As the car lifted, she glanced over at Huber and went on, “Besides, for the most part it’s you mercenaries fighting—not citizens. We in Solace tried to fight with our own forces at the beginning, but we learned that wasn’t a satisfactory idea.”
She smiled. Her expression as bright and emotionless as the glint of cut crystal.
“War’s a specialist job,” Huber said, keeping his tone flat. The car was enclosed and its drive fans were only a hum through his bootsoles. “At least it is if you’ve got specialists on the other side. We are, the Slammers are, and the other merc units are too even if they don’t necessarily have our hardware.”
He paused, then added, “Or our skill level.”
“As I said, we recognized that,” Priamedes said. “A disaster like Northern Star Farms rather drives the point home, particularly since it was obvious that things could have gone very much worse than even they did. Instead we’re mortgaging ten years of our future hiring off-planet professionals to do what the Solace Militia couldn’t.”
Huber didn’t speak.
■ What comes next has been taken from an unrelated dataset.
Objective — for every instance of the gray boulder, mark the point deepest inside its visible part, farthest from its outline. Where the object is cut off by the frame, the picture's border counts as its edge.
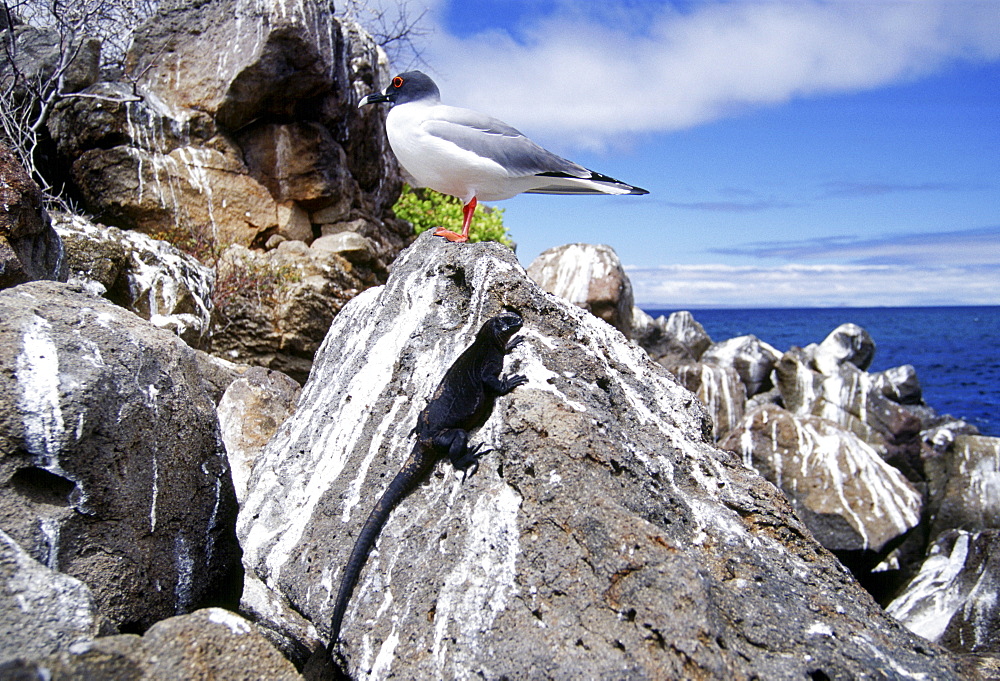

He regretted getting into the car with this woman, but he regretted a lot of things in life. This wasn’t his worst mistake by any means.
Northern Star was a collective farm that’d been turned into a firebase under Colonel Priamedes. He commanded an infantry battalion and an artillery battery from the Solace Militia, with a company of mercenaries whose high-power lasers were supposed to be the anti-armor component of the force.
Huber’d led the combat cars in the company-sized Slammers task force that had punctured the defenses like a bullet into a balloon. The Militia were brave enough and even well trained, but they weren’t veterans. The cars’ concentrated firepower had literally stunned them, and the mercenary lasers were too clumsy to stand a chance against 20-cm tank guns which had virtually unlimited range across flat cornfields.
In retrospect it hadn’t been much of a battle, though it’d seemed real enough to Arne Huber as he watched scores of Militiamen rise from a trench and aim at his oncoming combat cars. And all it takes is one bullet in the wrong place and you’re dead as dirt, no matter how great your side’s victory looks to whoever writes the history books.